Friday is a judgment day of sorts for the NFL, but just when it seemed everything was doom and gloom, the players and owners apparently recognized the urgency.
With the court of appeals set for the latest hearing in the Tom Brady antitrust case on June 3, the two sides began meeting quietly Tuesday evening, and there is finally reason for tempered optimism. Neither side had their lawyers in attendance, which means Commissioner Roger Goodell and five owners sat down with three players and NFLPA boss DeMaurice Smith in perhaps their most serious effort yet to reach a new collective bargaining agreement.
The news is good for a number of reasons, first and foremost being they are talking again. Hey, baby steps, right? But the fact that they are meeting voluntarily, and not by court order, for the first time since the lockout started is obviously positive. To do so without their lawyers present, something members on both sides have called for, could be more representative of the sort of good faith bargaining many felt was absent at an earlier date.
A mediator is also involved.
The meetings taking place before a court decision comes down on whether the lockout can continue is equally exciting. Though it is believed the appeal will fall in the owners' favor, the important thing is they are being proactive about doing a deal.
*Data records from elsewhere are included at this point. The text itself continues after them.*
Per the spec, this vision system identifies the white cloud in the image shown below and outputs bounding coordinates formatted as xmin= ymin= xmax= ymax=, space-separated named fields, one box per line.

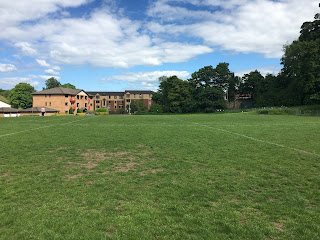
xmin=0 ymin=76 xmax=39 ymax=88
xmin=0 ymin=8 xmax=212 ymax=68
xmin=36 ymin=59 xmax=50 ymax=67
xmin=38 ymin=75 xmax=61 ymax=81
xmin=0 ymin=63 xmax=17 ymax=72
xmin=45 ymin=69 xmax=60 ymax=75
xmin=103 ymin=70 xmax=190 ymax=82
xmin=52 ymin=66 xmax=61 ymax=71
xmin=147 ymin=0 xmax=318 ymax=58
xmin=235 ymin=65 xmax=281 ymax=77
xmin=15 ymin=42 xmax=37 ymax=56
xmin=0 ymin=0 xmax=90 ymax=27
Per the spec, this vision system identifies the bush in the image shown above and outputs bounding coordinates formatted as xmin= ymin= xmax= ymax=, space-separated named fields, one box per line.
xmin=77 ymin=108 xmax=83 ymax=113
xmin=69 ymin=107 xmax=74 ymax=114
xmin=95 ymin=108 xmax=108 ymax=113
xmin=149 ymin=104 xmax=163 ymax=114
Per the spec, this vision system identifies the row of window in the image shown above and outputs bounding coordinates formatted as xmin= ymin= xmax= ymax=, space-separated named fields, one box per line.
xmin=64 ymin=102 xmax=87 ymax=107
xmin=95 ymin=94 xmax=152 ymax=99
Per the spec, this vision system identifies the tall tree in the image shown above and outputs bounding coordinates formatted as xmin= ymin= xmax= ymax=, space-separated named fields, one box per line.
xmin=238 ymin=70 xmax=264 ymax=102
xmin=9 ymin=83 xmax=35 ymax=109
xmin=44 ymin=77 xmax=61 ymax=89
xmin=280 ymin=14 xmax=320 ymax=105
xmin=154 ymin=75 xmax=191 ymax=113
xmin=188 ymin=65 xmax=226 ymax=112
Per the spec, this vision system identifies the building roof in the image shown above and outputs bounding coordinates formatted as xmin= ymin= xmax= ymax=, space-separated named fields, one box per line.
xmin=22 ymin=107 xmax=59 ymax=113
xmin=87 ymin=91 xmax=125 ymax=97
xmin=125 ymin=90 xmax=153 ymax=94
xmin=32 ymin=87 xmax=84 ymax=95
xmin=0 ymin=107 xmax=20 ymax=113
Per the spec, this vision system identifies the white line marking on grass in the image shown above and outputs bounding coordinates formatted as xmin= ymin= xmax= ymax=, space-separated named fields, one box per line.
xmin=171 ymin=117 xmax=320 ymax=158
xmin=0 ymin=118 xmax=88 ymax=138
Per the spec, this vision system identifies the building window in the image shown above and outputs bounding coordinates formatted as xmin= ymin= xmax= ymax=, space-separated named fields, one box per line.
xmin=149 ymin=99 xmax=151 ymax=102
xmin=65 ymin=111 xmax=68 ymax=114
xmin=109 ymin=96 xmax=111 ymax=99
xmin=81 ymin=96 xmax=83 ymax=99
xmin=77 ymin=103 xmax=79 ymax=107
xmin=139 ymin=94 xmax=142 ymax=98
xmin=49 ymin=95 xmax=51 ymax=98
xmin=114 ymin=96 xmax=117 ymax=99
xmin=96 ymin=95 xmax=100 ymax=99
xmin=119 ymin=96 xmax=123 ymax=99
xmin=108 ymin=101 xmax=111 ymax=104
xmin=49 ymin=102 xmax=51 ymax=106
xmin=77 ymin=95 xmax=79 ymax=99
xmin=96 ymin=100 xmax=100 ymax=103
xmin=85 ymin=96 xmax=87 ymax=100
xmin=126 ymin=94 xmax=130 ymax=98
xmin=45 ymin=94 xmax=47 ymax=97
xmin=134 ymin=94 xmax=136 ymax=98
xmin=149 ymin=94 xmax=152 ymax=98
xmin=126 ymin=99 xmax=130 ymax=102
xmin=115 ymin=101 xmax=117 ymax=104
xmin=85 ymin=103 xmax=87 ymax=107
xmin=45 ymin=102 xmax=47 ymax=106
xmin=97 ymin=106 xmax=100 ymax=108
xmin=65 ymin=102 xmax=68 ymax=106
xmin=115 ymin=105 xmax=117 ymax=109
xmin=90 ymin=103 xmax=92 ymax=106
xmin=65 ymin=95 xmax=68 ymax=98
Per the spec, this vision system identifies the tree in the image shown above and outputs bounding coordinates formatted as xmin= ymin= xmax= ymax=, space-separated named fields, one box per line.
xmin=280 ymin=15 xmax=320 ymax=105
xmin=129 ymin=100 xmax=146 ymax=114
xmin=238 ymin=70 xmax=264 ymax=102
xmin=188 ymin=65 xmax=226 ymax=112
xmin=61 ymin=83 xmax=76 ymax=89
xmin=44 ymin=77 xmax=61 ymax=89
xmin=154 ymin=76 xmax=191 ymax=113
xmin=9 ymin=83 xmax=35 ymax=109
xmin=69 ymin=107 xmax=74 ymax=114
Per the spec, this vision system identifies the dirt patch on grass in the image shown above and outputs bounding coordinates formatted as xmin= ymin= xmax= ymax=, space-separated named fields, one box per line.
xmin=0 ymin=173 xmax=12 ymax=180
xmin=66 ymin=173 xmax=83 ymax=179
xmin=105 ymin=225 xmax=116 ymax=237
xmin=139 ymin=168 xmax=163 ymax=175
xmin=273 ymin=222 xmax=284 ymax=232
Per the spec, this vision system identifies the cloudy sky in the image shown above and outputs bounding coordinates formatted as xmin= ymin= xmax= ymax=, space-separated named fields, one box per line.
xmin=0 ymin=0 xmax=318 ymax=91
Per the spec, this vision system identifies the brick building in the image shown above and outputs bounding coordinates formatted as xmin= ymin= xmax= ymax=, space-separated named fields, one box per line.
xmin=32 ymin=87 xmax=90 ymax=114
xmin=87 ymin=90 xmax=154 ymax=112
xmin=32 ymin=88 xmax=154 ymax=114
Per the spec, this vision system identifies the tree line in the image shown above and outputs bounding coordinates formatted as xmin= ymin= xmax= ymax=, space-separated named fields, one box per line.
xmin=151 ymin=14 xmax=320 ymax=113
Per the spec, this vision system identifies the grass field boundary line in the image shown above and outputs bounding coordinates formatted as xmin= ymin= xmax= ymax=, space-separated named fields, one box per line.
xmin=169 ymin=117 xmax=319 ymax=158
xmin=0 ymin=118 xmax=88 ymax=138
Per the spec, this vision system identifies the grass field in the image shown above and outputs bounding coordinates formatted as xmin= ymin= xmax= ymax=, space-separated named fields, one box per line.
xmin=0 ymin=113 xmax=320 ymax=239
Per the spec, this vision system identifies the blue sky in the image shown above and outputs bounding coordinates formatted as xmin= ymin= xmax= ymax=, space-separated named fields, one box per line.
xmin=0 ymin=0 xmax=318 ymax=91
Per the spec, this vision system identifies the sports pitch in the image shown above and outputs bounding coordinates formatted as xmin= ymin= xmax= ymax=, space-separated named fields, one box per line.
xmin=0 ymin=113 xmax=319 ymax=239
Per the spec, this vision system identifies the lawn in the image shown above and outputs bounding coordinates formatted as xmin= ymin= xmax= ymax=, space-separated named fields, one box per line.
xmin=0 ymin=113 xmax=319 ymax=239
Furthermore, while the courts will give one side leverage on Friday, not standing by and waiting to get the upper hand suggests an honest attempt by both parties to negotiate a fair agreement.
The time to resolve this is certainly now. The NFL season doesn't start until September 8, but a laundry list of things have to happen before games can be played. The league has to officially open a new league year, which presumably would be soon but not quite immediately after a CBA is finished. Teams need time to come to terms with draft picks and free agents, then an opportunity to hold training camp and play some exhibition matches.
Even with an abbreviated preseason schedule, for all of that to happen and get the regular season under way on time, it would take an estimated two months when you really break everything down.
Talks were scheduled to continue next Tuesday as part of a court order*, and assuming the progress carries through to then, the situation could thaw. If that's the case, there is still more than enough time for the players and owners to get their differences squared away without jeopardizing part or all of the season. Update: Next week's mediation sessions have been cancelled, according to Daniel Kaplan of the SportsBusiness Journal, citing "confidential settlement talks." This might be the biggest news of all.
Though PFT is throwing cold water on the idea that any measurable progress has taken place, or at least keeping expectations reasonable until there are further developments, it's a step in the right direction. That's all we can really ask as the 2011 NFL season inches closer to oblivion.